No último dia 8, o Palmeiras estreou na fase de grupos da Libertadores enfrentando o Junior Barranquilla em um duelo marcado por um gramado complicado e pela pressão adversária. O resultado do embate terminou em 1 a 1, com o zagueiro Gustavo Gómez, capitão da equipe, expressando sua insatisfação com a não conquista dos três pontos desejados.
O início da partida não foi favorável para a equipe paulista, que se viu em desvantagem logo aos dez minutos, após a marcação de um pênalti a favor do time da casa. A penalidade, sofrida por uma falta do meia-atacante Mauricio, obrigou o Palmeiras a reverter rapidamente a situação. A leitura de jogo foi crucial, e o time mostrou resiliência ao pressionar continuamente durante a partida.
O empate só veio no segundo tempo, em uma jogada bem arquitetada que resultou no gol de Ramón Sosa. Apesar das dificuldades enfrentadas, especialmente devido ao desgaste físico acumulado de uma intensa sequência de jogos e viagens, a equipe manteve-se unida buscando a virada até o último apito.
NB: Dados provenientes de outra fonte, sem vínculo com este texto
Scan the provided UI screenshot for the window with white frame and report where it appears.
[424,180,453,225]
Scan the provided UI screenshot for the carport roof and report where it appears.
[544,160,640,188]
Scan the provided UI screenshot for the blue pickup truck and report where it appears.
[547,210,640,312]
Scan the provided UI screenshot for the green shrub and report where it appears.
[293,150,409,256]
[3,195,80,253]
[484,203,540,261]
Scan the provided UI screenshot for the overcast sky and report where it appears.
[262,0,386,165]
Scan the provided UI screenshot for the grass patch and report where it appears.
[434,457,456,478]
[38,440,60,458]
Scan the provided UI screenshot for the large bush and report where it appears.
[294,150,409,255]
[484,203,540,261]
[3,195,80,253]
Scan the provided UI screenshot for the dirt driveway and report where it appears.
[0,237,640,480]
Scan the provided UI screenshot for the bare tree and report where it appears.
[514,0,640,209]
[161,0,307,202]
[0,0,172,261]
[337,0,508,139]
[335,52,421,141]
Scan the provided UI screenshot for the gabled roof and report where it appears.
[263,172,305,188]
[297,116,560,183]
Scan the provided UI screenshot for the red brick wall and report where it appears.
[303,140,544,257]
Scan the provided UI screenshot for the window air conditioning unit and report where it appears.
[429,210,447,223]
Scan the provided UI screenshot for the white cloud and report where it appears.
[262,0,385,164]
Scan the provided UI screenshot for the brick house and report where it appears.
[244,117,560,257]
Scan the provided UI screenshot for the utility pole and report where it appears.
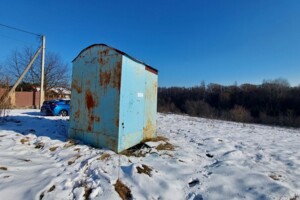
[40,35,46,108]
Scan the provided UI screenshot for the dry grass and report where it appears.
[114,179,133,200]
[20,138,29,144]
[269,174,281,181]
[136,164,152,177]
[49,146,58,152]
[143,135,169,143]
[48,185,55,192]
[20,158,31,162]
[120,136,175,157]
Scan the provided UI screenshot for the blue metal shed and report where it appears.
[69,44,157,152]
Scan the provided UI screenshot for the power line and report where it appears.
[0,24,42,37]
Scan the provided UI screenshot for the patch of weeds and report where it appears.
[49,146,58,152]
[143,135,169,142]
[48,185,55,192]
[120,143,150,157]
[144,135,175,151]
[269,174,281,181]
[64,140,75,148]
[97,153,110,160]
[136,164,152,177]
[114,179,133,200]
[34,142,45,149]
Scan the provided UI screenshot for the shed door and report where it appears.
[119,59,145,150]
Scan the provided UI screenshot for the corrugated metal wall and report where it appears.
[69,45,157,152]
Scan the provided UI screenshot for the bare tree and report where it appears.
[5,47,71,93]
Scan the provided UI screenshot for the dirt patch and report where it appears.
[136,164,152,177]
[156,142,175,151]
[48,185,55,192]
[269,174,282,181]
[64,140,75,148]
[143,135,169,143]
[0,167,7,171]
[114,179,133,200]
[97,153,110,160]
[144,135,175,151]
[120,136,175,157]
[68,155,81,165]
[120,143,151,157]
[49,146,58,152]
[20,138,29,144]
[34,142,45,149]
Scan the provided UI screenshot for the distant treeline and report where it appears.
[158,79,300,127]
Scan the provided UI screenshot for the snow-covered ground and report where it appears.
[0,110,300,200]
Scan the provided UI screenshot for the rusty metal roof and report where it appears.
[72,44,158,74]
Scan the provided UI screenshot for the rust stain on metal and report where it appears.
[85,90,96,111]
[115,118,119,127]
[99,61,122,90]
[72,80,82,93]
[113,61,122,91]
[75,110,80,118]
[85,90,96,131]
[99,70,111,88]
[144,120,154,140]
[99,58,105,65]
[98,49,109,56]
[145,66,158,75]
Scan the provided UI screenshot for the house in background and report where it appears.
[69,44,158,152]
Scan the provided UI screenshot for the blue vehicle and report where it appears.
[41,99,70,116]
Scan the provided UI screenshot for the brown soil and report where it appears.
[136,164,152,176]
[97,153,110,160]
[114,179,133,200]
[48,185,55,192]
[49,146,58,151]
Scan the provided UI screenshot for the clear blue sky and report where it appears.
[0,0,300,86]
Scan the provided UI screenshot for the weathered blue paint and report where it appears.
[69,45,157,152]
[119,56,145,151]
[143,69,158,139]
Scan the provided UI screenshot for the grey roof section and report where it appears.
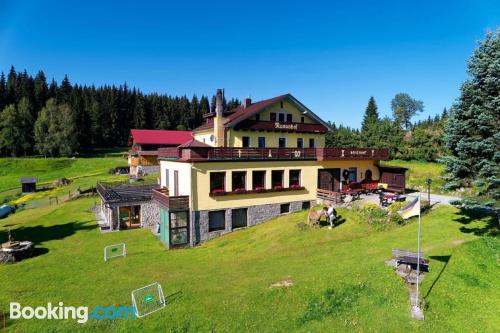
[21,176,36,184]
[97,184,159,203]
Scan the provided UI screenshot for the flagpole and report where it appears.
[415,193,421,307]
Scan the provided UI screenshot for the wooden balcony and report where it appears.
[158,147,389,162]
[151,188,189,211]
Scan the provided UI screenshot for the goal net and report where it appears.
[132,282,165,318]
[104,243,127,261]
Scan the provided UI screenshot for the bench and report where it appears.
[392,249,429,272]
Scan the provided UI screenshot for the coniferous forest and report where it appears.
[0,67,448,161]
[0,67,241,156]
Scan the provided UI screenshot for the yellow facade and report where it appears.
[227,130,325,148]
[194,99,325,148]
[249,99,317,124]
[161,160,379,211]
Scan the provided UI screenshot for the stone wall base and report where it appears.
[190,200,316,245]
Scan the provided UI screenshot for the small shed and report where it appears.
[378,166,408,194]
[21,177,36,193]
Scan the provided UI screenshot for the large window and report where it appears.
[252,171,266,190]
[349,168,358,183]
[309,138,316,148]
[278,138,286,148]
[259,136,266,148]
[271,170,284,189]
[208,210,226,231]
[289,170,301,187]
[232,171,247,192]
[297,138,304,148]
[210,172,226,193]
[241,136,250,148]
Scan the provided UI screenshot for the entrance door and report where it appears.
[318,168,340,192]
[119,206,141,229]
[169,210,189,247]
[231,208,247,229]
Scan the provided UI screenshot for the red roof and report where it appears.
[130,129,193,145]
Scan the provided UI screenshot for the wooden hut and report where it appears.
[21,177,36,193]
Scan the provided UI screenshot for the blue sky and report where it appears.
[0,0,500,127]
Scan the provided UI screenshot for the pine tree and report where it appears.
[0,72,7,111]
[361,96,380,132]
[0,104,22,156]
[391,93,424,130]
[444,29,500,205]
[17,97,35,156]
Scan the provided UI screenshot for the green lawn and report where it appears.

Gómez, em sua análise pós-jogo, enfatizou a complexidade do contexto do duelo, que envolvia não apenas a qualidade do adversário, mas também fatores como campo e clima. A intensidade das partidas recentes impactou diretamente o desempenho coletivo, refletindo na capacidade de influência sobre o ritmo do jogo.
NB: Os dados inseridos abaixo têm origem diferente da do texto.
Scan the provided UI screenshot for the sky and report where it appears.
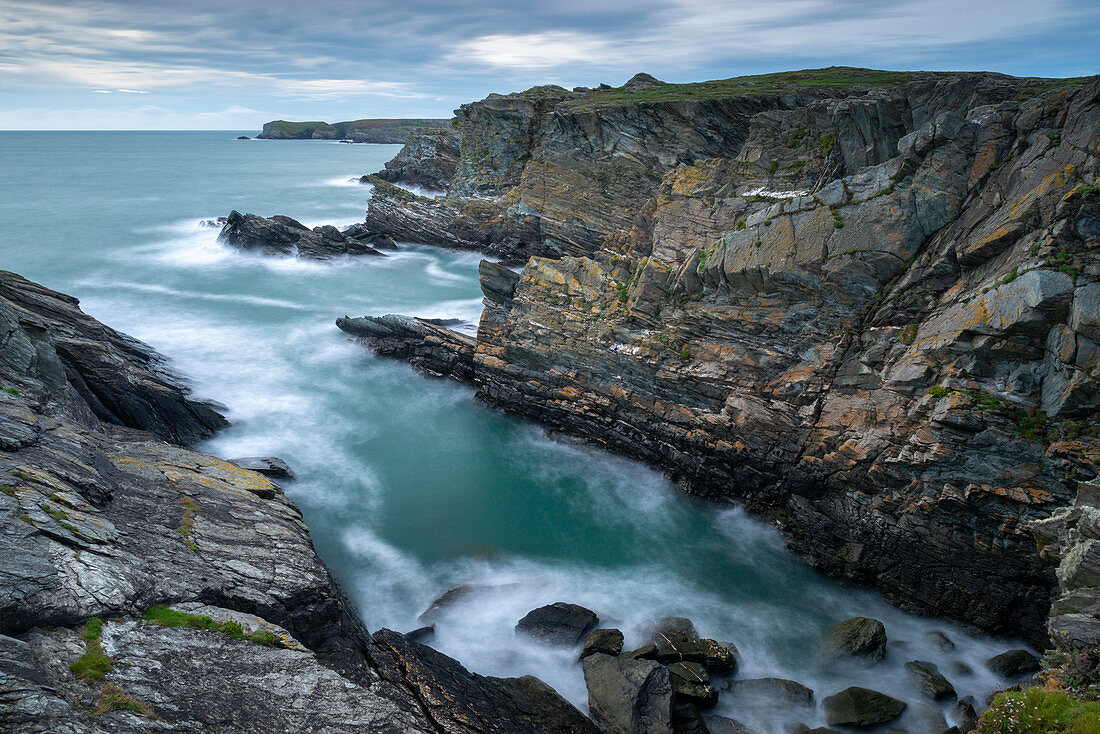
[0,0,1100,131]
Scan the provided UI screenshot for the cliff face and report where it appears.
[0,272,595,734]
[344,70,1100,640]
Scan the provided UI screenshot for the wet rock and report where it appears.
[986,650,1040,680]
[722,678,814,706]
[229,457,294,479]
[583,653,672,734]
[823,686,905,726]
[581,629,623,658]
[516,602,600,645]
[905,660,956,701]
[218,210,383,260]
[822,616,887,664]
[952,695,978,734]
[924,629,955,653]
[668,662,718,709]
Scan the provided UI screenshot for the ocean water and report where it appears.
[0,132,1020,734]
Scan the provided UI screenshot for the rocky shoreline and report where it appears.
[339,69,1100,660]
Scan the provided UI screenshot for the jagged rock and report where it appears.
[822,616,887,662]
[516,602,600,645]
[905,660,956,701]
[229,457,294,479]
[986,650,1040,680]
[722,678,814,706]
[668,662,718,709]
[582,653,672,734]
[823,686,905,726]
[337,314,476,381]
[218,210,383,260]
[374,129,459,191]
[581,629,623,658]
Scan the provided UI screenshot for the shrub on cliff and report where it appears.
[978,688,1100,734]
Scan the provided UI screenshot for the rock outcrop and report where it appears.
[218,210,384,260]
[0,273,596,734]
[256,119,451,144]
[341,69,1100,643]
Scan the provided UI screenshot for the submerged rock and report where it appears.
[986,650,1040,680]
[218,210,383,260]
[516,602,600,645]
[581,629,623,658]
[823,686,905,726]
[582,653,672,734]
[905,660,956,701]
[822,616,887,664]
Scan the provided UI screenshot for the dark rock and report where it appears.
[986,650,1040,680]
[924,629,955,653]
[337,314,476,382]
[218,210,383,260]
[823,686,905,726]
[722,678,814,706]
[229,457,294,479]
[905,660,956,701]
[822,616,887,662]
[581,629,623,658]
[952,695,978,734]
[668,662,718,709]
[582,653,672,734]
[516,602,600,645]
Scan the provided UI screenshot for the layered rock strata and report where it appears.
[343,70,1100,643]
[0,272,596,734]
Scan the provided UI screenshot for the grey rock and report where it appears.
[516,602,600,645]
[583,653,672,734]
[823,686,905,726]
[905,660,956,701]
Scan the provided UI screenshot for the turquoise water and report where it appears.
[0,132,1025,734]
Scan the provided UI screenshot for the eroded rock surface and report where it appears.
[343,73,1100,644]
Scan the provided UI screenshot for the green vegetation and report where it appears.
[91,683,153,716]
[894,324,920,347]
[558,66,914,109]
[142,605,278,647]
[69,616,114,682]
[978,688,1100,734]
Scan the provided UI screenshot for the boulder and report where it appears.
[823,616,887,664]
[986,650,1040,680]
[581,629,623,658]
[516,602,600,645]
[229,457,294,479]
[722,678,814,706]
[823,686,905,726]
[905,660,956,701]
[582,653,672,734]
[218,210,382,260]
[668,662,718,709]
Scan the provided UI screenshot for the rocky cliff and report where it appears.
[0,272,595,734]
[341,69,1100,642]
[256,119,450,144]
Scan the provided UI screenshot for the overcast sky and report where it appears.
[0,0,1100,130]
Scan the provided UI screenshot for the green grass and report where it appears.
[142,605,278,647]
[558,66,914,110]
[69,616,114,683]
[978,688,1100,734]
[91,683,153,716]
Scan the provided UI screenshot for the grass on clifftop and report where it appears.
[142,605,278,647]
[978,688,1100,734]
Com este desempenho, o zagueiro se tornou o jogador com mais partidas pelo Palmeiras na história da Libertadores, atingindo um total de 81 jogos. A marcação deste momento é simbólica, destacando sua importância na estrutura da equipe durante a competição continental.
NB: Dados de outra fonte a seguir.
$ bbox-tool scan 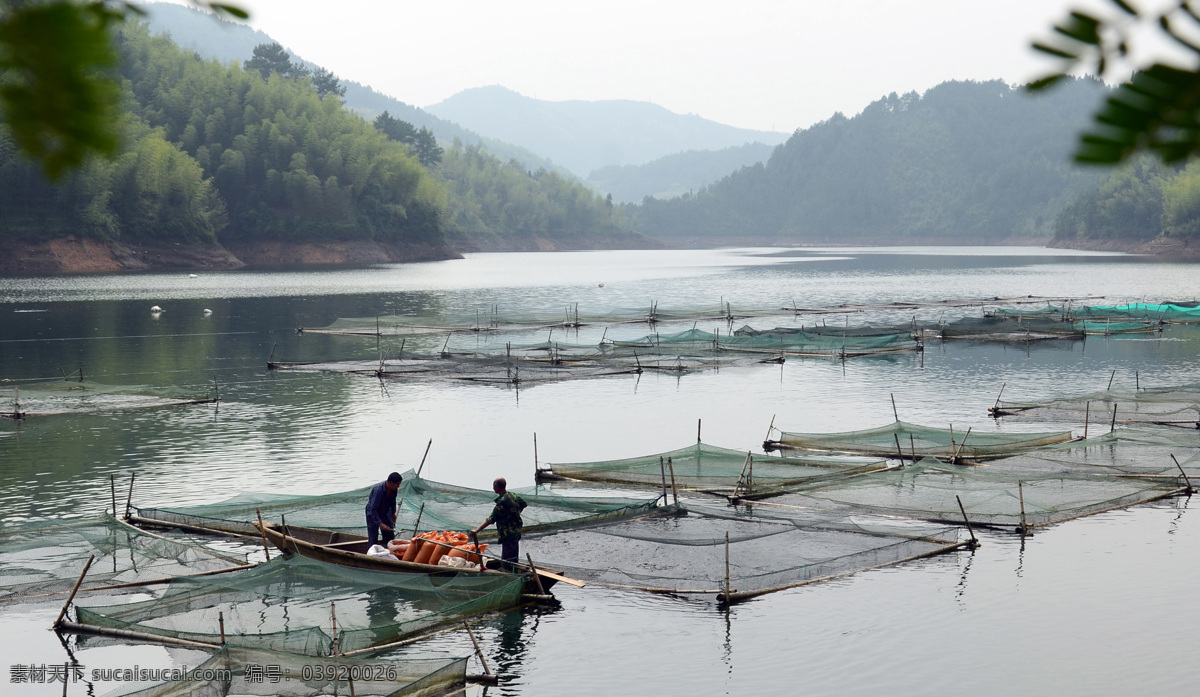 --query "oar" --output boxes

O Palmeiras agora se prepara para enfrentar o Corinthians no próximo domingo, 12, em um clássico válido pela 11ª rodada do Campeonato Brasileiro. Este confronto, marcado para a Neo Química Arena, promete ser mais um desafio significativo na temporada, especialmente considerando o nível de competitividade entre os rivais. A partida começará às 18h30 (horário de Brasília).